Though “rental premiums will be affected to some extent” because of the casino ban, “this is still a unique proposition which will drive footfall and higher spending,” Ratnayake said from his office in the nation’s capital city.

President Maithripala Sirisena, who succeeded Mahinda Rajapaksa in January, reversed the previous administration’s decision to allow casinos in such projects.

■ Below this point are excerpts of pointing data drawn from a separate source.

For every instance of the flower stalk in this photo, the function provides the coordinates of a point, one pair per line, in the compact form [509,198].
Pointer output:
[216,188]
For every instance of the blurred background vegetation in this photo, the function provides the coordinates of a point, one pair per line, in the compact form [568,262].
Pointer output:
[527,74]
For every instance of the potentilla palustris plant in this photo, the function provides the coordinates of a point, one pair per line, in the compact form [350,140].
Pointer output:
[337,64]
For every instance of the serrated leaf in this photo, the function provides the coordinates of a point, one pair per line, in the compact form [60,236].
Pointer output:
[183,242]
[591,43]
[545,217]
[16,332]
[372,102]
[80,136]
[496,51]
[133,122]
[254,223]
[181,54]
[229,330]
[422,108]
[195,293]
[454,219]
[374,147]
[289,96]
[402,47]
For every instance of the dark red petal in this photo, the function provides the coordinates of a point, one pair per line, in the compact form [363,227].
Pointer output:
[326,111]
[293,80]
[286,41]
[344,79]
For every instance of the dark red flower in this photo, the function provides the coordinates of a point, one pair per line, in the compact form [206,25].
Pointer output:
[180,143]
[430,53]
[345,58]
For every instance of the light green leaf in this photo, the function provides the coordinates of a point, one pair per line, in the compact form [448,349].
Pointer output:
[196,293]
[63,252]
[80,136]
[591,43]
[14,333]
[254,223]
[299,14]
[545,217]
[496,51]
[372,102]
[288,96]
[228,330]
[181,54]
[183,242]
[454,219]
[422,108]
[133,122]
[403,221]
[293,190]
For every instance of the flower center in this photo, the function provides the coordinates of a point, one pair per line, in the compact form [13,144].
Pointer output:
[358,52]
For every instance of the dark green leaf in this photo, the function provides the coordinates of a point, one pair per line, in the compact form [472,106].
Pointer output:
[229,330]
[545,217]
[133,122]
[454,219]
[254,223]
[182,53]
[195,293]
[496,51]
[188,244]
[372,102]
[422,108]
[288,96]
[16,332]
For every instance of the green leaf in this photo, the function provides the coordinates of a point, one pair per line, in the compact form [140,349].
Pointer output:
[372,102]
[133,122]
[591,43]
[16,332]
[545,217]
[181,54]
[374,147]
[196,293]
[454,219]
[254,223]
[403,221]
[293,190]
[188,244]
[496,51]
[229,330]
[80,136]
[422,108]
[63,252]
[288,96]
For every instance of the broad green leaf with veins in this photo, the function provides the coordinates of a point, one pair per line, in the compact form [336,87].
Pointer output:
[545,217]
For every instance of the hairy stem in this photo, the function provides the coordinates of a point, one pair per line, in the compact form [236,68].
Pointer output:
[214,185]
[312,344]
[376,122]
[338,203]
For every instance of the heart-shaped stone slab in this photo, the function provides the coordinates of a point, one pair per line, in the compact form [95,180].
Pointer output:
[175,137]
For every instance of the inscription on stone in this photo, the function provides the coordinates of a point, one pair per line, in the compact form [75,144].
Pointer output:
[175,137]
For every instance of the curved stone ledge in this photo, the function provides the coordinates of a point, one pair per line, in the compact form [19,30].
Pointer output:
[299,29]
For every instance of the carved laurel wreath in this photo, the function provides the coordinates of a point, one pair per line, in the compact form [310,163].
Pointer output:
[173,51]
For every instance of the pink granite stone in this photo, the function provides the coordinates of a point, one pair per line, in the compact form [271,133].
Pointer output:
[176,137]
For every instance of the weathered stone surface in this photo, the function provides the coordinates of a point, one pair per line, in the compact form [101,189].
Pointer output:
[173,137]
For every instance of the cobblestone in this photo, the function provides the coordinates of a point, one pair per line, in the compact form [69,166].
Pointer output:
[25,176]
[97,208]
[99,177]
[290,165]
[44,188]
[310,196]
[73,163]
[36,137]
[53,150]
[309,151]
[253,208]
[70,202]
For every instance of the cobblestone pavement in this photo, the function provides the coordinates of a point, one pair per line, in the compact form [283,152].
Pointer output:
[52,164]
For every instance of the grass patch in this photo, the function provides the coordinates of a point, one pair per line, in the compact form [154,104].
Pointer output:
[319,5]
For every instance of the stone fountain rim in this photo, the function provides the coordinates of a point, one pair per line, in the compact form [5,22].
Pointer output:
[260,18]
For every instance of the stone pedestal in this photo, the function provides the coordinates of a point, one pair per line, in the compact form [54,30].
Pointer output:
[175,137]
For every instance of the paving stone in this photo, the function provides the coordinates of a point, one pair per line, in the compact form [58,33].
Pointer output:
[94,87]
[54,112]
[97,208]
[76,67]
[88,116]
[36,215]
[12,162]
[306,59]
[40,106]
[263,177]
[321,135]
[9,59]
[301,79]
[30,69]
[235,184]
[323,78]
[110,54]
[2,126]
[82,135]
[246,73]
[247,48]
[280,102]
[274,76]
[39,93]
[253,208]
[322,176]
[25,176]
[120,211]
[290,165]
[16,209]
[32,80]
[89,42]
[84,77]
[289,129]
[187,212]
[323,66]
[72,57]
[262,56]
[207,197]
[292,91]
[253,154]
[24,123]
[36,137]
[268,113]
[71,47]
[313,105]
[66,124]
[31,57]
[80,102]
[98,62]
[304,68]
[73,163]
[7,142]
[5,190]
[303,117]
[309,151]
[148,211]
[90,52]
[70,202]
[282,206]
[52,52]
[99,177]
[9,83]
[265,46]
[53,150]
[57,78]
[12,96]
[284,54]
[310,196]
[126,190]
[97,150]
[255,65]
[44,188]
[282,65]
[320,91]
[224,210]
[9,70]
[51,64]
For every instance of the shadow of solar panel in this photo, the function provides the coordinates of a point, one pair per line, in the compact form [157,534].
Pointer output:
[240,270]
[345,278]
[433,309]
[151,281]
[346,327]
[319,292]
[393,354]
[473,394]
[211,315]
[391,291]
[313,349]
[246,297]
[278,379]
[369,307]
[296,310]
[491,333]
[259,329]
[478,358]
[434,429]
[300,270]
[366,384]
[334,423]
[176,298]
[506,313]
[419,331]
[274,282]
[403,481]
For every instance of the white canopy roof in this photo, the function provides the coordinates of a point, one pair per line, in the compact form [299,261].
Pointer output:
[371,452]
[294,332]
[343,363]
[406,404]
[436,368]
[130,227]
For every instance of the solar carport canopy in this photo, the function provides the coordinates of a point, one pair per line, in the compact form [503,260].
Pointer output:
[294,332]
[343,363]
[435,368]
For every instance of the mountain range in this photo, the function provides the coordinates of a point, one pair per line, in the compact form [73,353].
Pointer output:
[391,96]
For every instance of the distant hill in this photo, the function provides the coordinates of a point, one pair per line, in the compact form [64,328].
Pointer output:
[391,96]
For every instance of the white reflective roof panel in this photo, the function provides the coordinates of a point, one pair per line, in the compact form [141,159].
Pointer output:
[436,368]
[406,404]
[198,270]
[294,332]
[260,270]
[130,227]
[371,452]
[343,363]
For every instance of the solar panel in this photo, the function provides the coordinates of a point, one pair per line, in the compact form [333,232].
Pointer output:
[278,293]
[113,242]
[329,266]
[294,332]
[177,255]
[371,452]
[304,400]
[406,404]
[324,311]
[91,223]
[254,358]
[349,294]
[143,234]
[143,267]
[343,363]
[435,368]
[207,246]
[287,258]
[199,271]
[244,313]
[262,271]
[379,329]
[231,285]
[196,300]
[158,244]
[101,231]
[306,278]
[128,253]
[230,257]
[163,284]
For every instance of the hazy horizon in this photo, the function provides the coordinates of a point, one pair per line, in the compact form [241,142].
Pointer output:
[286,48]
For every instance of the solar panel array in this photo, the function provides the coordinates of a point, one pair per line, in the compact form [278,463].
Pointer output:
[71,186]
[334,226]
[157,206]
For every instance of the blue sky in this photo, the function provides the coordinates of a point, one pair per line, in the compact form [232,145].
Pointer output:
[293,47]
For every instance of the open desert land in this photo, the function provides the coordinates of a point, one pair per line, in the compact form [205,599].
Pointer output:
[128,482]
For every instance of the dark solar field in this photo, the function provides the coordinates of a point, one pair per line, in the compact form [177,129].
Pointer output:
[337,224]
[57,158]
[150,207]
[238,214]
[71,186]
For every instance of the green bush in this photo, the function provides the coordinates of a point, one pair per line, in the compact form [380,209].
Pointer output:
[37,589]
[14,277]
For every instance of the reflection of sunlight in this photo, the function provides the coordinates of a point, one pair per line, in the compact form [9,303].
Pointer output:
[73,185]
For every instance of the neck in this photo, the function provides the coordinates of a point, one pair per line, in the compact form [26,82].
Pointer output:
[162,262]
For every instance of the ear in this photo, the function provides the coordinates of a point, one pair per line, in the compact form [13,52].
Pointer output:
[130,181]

That prompted Crown Resorts Ltd., the Australian company controlled by billionaire James Packer, to pull out of a $400 million five-star resort project in the center of Colombo earlier this year.

Drop in Shares

John Keells’ shares are down 23 percent this year, making the stock the second-worst performer on the Bloomberg Asia Pacific Commercial Services Index. The median estimate of analysts surveyed by Bloomberg indicates profit will fall 6 percent this fiscal year.

Rating the stock a buy, LOLC Securities said in its May 30 report that John Keells can “conveniently leverage up to take up the investment opportunities without significant burden on the balance sheet,” and estimated the project will account for 26 percent of the group’s valuation.

Lenders to the project aren’t likely to change the cost of finance even as marginal adjustments will be made to the loan size and the debt-equity ratio, considering gaming is off the table, Ratnayake said.

John Keells reported a 22 percent rise in net income to 14.35 billion rupees ($107 million) in the year to March 2015 as revenue rose 6 percent 91.58 billion rupees.

Ratnayake said John Keells’ consumer foods and retail and financial services divisions are the “drivers of growth”, while tourism will be a “major part of our business.”

After winning a war against separatist Tamil rebels in 2009, Sri Lanka’s governments under Rajapaksa and Sirisena have sought to spur an economic revival. Tourist arrivals have surged threefold and tourism receipts reached a record in 2014, while the economy expanded an average 7.4 percent starting 2010, rebounding from 3.5 percent in 2009, the slowest pace since 1989, Bloomberg reports.